Patchwork linux-user: bigger default stack

login
register
mail settings
Submitter Riku Voipio
Date March 3, 2011, 3:37 p.m.
Message ID <20110303153737.GA23633@afflict.kos.to>
Download mbox | patch
Permalink /patch/85294/
State New
Headers show

Comments

Riku Voipio - March 3, 2011, 3:37 p.m.
PTHREAD_STACK_MIN (16KB) is somewhat inadequate for a new stack. follow
the pthread_create defaults, ie setting to RLIMIT_STACK or if unlimited
to 2MB.

Signed-off-by: Riku Voipio <riku.voipio@nokia.com>
---
 linux-user/syscall.c |   28 +++++++++++++++++++++-------
 1 files changed, 21 insertions(+), 7 deletions(-)
Nathan Froyd - March 3, 2011, 3:46 p.m.
On Thu, Mar 03, 2011 at 05:37:37PM +0200, Riku Voipio wrote:
> PTHREAD_STACK_MIN (16KB) is somewhat inadequate for a new stack. follow
> the pthread_create defaults, ie setting to RLIMIT_STACK or if unlimited
> to 2MB.

For what sort oof cases is it inadequate?  This stack is just for QEMU's
usage and QEMU shouldn't be using very much.  The target thread could
use quite a bit of course, but that's handled elsewhere.

-Nathan
Peter Maydell - March 3, 2011, 4:01 p.m.
On 3 March 2011 15:46, Nathan Froyd <froydnj@codesourcery.com> wrote:
> On Thu, Mar 03, 2011 at 05:37:37PM +0200, Riku Voipio wrote:
>> PTHREAD_STACK_MIN (16KB) is somewhat inadequate for a new stack. follow
>> the pthread_create defaults, ie setting to RLIMIT_STACK or if unlimited
>> to 2MB.
>
> For what sort oof cases is it inadequate?  This stack is just for QEMU's
> usage and QEMU shouldn't be using very much.  The target thread could
> use quite a bit of course, but that's handled elsewhere.

Maybe it's the fault of the alloca() usage in linux-user/syscalls.c?
Some of the syscall emulations do alloca(some size determined by the
target binary)...

-- PMM
Riku Voipio - March 3, 2011, 4:15 p.m.
On Thu, Mar 03, 2011 at 07:46:27AM -0800, Nathan Froyd wrote:
> On Thu, Mar 03, 2011 at 05:37:37PM +0200, Riku Voipio wrote:
> > PTHREAD_STACK_MIN (16KB) is somewhat inadequate for a new stack. follow
> > the pthread_create defaults, ie setting to RLIMIT_STACK or if unlimited
> > to 2MB.
 
> For what sort oof cases is it inadequate?  This stack is just for QEMU's
> usage and QEMU shouldn't be using very much.  

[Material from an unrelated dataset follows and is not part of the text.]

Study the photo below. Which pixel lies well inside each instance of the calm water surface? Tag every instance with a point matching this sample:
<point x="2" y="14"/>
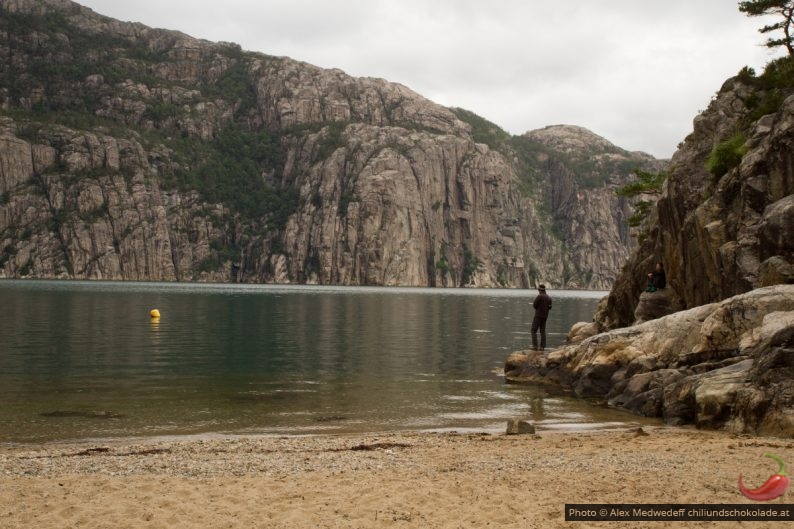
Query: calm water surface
<point x="83" y="360"/>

QEMU linux-user calls glibc functions which, while usually very conservative
with memory usage, are not guaranteed not take less than 10KB (at do_syscall
we are already around 5 functions deep).

Our specific case we hit this is ugly, LD_PRELOAD library over glibc functions
with lots messy string handling... 

Riku
Nathan Froyd - March 3, 2011, 4:46 p.m.
On Thu, Mar 03, 2011 at 06:15:49PM +0200, Riku Voipio wrote:
> On Thu, Mar 03, 2011 at 07:46:27AM -0800, Nathan Froyd wrote:
> > On Thu, Mar 03, 2011 at 05:37:37PM +0200, Riku Voipio wrote:
> > > PTHREAD_STACK_MIN (16KB) is somewhat inadequate for a new stack. follow
> > > the pthread_create defaults, ie setting to RLIMIT_STACK or if unlimited
> > > to 2MB.
>  
> > For what sort oof cases is it inadequate?  This stack is just for QEMU's
> > usage and QEMU shouldn't be using very much.  
> 
> QEMU linux-user calls glibc functions which, while usually very conservative
> with memory usage, are not guaranteed not take less than 10KB (at do_syscall
> we are already around 5 functions deep).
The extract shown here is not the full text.